The next recommendation from the Great Movies – 100 Years of Film book for my screening of Citizen Kane, is this noir film starring Welles, Charlton Heston and Janet Leigh.
This film was stunning for the beautiful camera work alone. Everyone talks about the opening shot, but it’s always amazing to see it. And with that one, stunning opening shot, I knew that I had found my favorite Orson Welles’ film. That shot, not to mention the other beautiful camerawork and framing throughout, coupled with the fact that the film itself is a noir tale, had me from the off.
A brilliant piece.
Set in a border town, a murder, fantastically set-up in that long opening shot, draws in cops from both sides of the border. Representing the Mexican side is Mike Vargas (Heston), who simply wanted a quiet getaway with his new wife, Susan (Leigh). On the side of the U.S. government is Hank Quinlan (Welles), smart, devious, and corrupt. The two butt heads, as Susan is drawn into the darkness that seems to swirl around the two men and their actions, as she is menaced by Joe Grandi (Akim Tamiroff) and his thugs. It seems they have a plan of vengeance against Vargas, and are going to start exacting it… on his wife first.
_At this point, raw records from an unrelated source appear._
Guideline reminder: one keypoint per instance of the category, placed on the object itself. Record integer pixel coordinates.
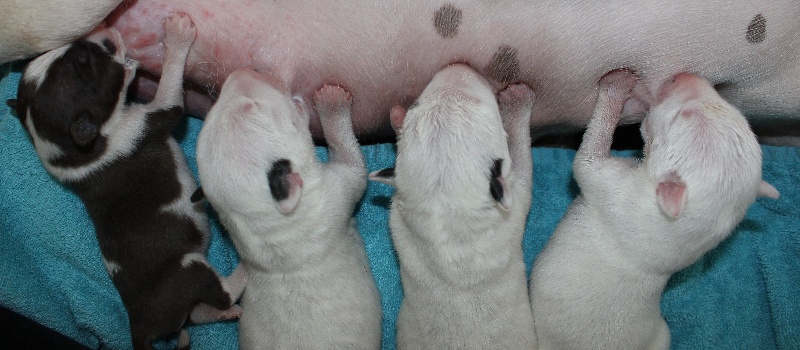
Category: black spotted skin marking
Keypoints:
(446, 20)
(504, 66)
(278, 184)
(757, 30)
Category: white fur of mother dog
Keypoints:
(598, 282)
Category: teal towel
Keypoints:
(745, 294)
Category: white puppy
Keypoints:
(131, 175)
(456, 230)
(599, 280)
(310, 285)
(31, 27)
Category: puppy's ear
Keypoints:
(284, 185)
(397, 115)
(83, 130)
(384, 176)
(768, 191)
(671, 195)
(497, 186)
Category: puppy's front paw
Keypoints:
(179, 31)
(332, 100)
(618, 82)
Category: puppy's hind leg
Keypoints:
(234, 285)
(333, 107)
(613, 92)
(180, 34)
(593, 159)
(516, 106)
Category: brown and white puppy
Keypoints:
(132, 177)
(31, 27)
(598, 282)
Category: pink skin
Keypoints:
(385, 52)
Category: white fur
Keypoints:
(309, 283)
(36, 71)
(111, 267)
(181, 207)
(460, 253)
(31, 27)
(599, 280)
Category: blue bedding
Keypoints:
(745, 294)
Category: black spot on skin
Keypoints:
(495, 187)
(504, 66)
(109, 46)
(757, 30)
(278, 183)
(198, 195)
(446, 20)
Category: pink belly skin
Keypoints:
(385, 52)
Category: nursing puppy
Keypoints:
(290, 216)
(30, 27)
(599, 280)
(456, 229)
(132, 177)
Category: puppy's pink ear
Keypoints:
(768, 191)
(671, 195)
(284, 185)
(497, 186)
(384, 176)
(397, 115)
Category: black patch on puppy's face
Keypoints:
(495, 187)
(78, 95)
(279, 185)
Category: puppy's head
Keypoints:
(701, 151)
(66, 95)
(255, 147)
(452, 148)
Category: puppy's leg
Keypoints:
(516, 106)
(180, 34)
(593, 158)
(234, 286)
(333, 107)
(613, 92)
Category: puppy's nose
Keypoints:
(109, 39)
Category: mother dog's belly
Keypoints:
(384, 52)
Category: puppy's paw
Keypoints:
(179, 31)
(618, 82)
(332, 100)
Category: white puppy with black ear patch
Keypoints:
(456, 229)
(30, 27)
(290, 216)
(132, 177)
(598, 282)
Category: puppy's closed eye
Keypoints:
(83, 131)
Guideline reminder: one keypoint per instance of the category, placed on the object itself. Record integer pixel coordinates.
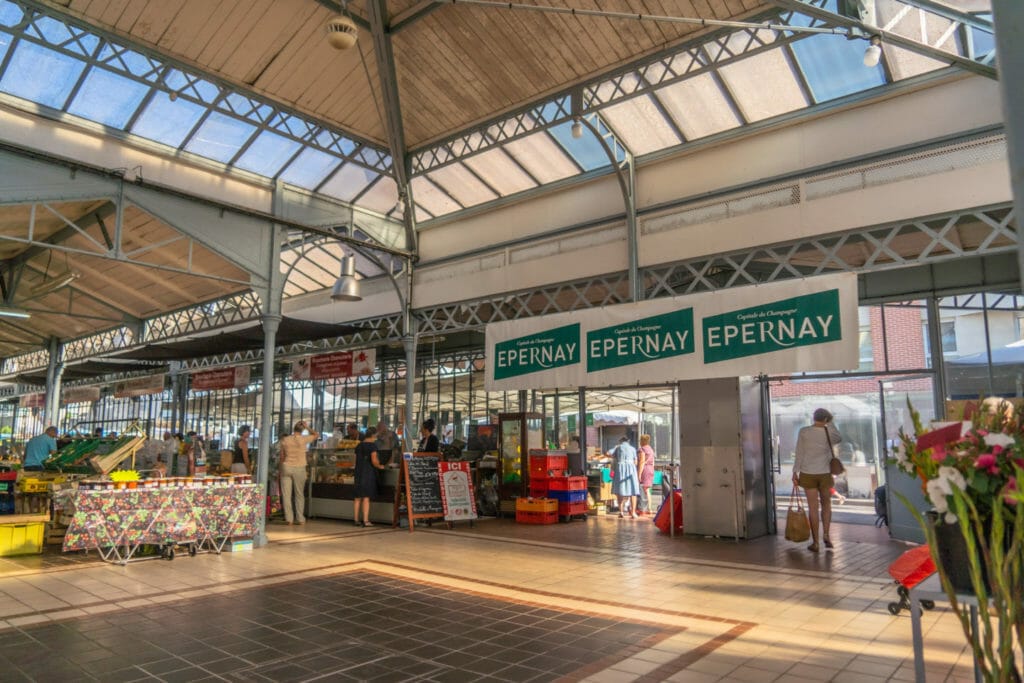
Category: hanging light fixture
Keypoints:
(346, 288)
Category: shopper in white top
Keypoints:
(810, 470)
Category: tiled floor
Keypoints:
(603, 600)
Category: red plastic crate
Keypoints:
(571, 509)
(567, 483)
(537, 517)
(542, 467)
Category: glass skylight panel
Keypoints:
(542, 157)
(220, 137)
(267, 154)
(698, 107)
(460, 182)
(904, 63)
(586, 150)
(641, 125)
(500, 171)
(348, 181)
(166, 121)
(835, 67)
(381, 197)
(309, 168)
(431, 198)
(108, 98)
(41, 75)
(764, 85)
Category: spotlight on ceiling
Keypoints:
(346, 288)
(873, 52)
(341, 32)
(50, 285)
(7, 311)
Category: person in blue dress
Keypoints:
(39, 449)
(367, 465)
(626, 483)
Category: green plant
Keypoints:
(972, 473)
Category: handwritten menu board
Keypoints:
(422, 485)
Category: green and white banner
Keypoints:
(798, 326)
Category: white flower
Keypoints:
(998, 438)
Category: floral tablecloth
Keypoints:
(161, 516)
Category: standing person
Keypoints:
(626, 484)
(810, 470)
(646, 469)
(39, 447)
(240, 456)
(428, 439)
(367, 465)
(293, 471)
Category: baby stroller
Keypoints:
(909, 569)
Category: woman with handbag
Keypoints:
(813, 471)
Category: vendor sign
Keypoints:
(799, 326)
(333, 366)
(139, 386)
(225, 378)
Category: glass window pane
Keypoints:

I love how this one is crafted and laid out, the trouble that Susan finds herself in is truly unnerving, and Quinlan`s actions throughout are menacing, and an example of corruption of power, while Heston`s Vargas has a higher moral standard and wants to see that justice is done, and that the correct parties are punished.
The hotel sequences featuring Leigh, are dark, troubling, and crafted so well that they left me on edge throughout. I`ve never been a Heston fan, but I highly enjoyed his turn in this film. There`s something completely at ease about his portrayal, and I completely bought into his characterization immediately, so much so that I actually forgot it was Heston!
Welles, obese and unpleasant throughout this film, seems to be the living personification of a corrupt system. He`s actually distasteful to watch in this film, so foul looking, a burnt out cop, who can be bought and sold, but can still be good at his job.
The climax of the film is a tense affair that sees every party getting what`s coming to them, good or not.
Over the past few screenings I`ve got a strong showing of what Welles was capable of both an actor and a director, and for me, I think this one is going to be the on I point to as my favorite. It had everything I loved, dark characters, fantastic shot composition, cinematography and performances, and all of it is bundled up into a fantastic little noir film.
I just can`t believe it took me this long to see it!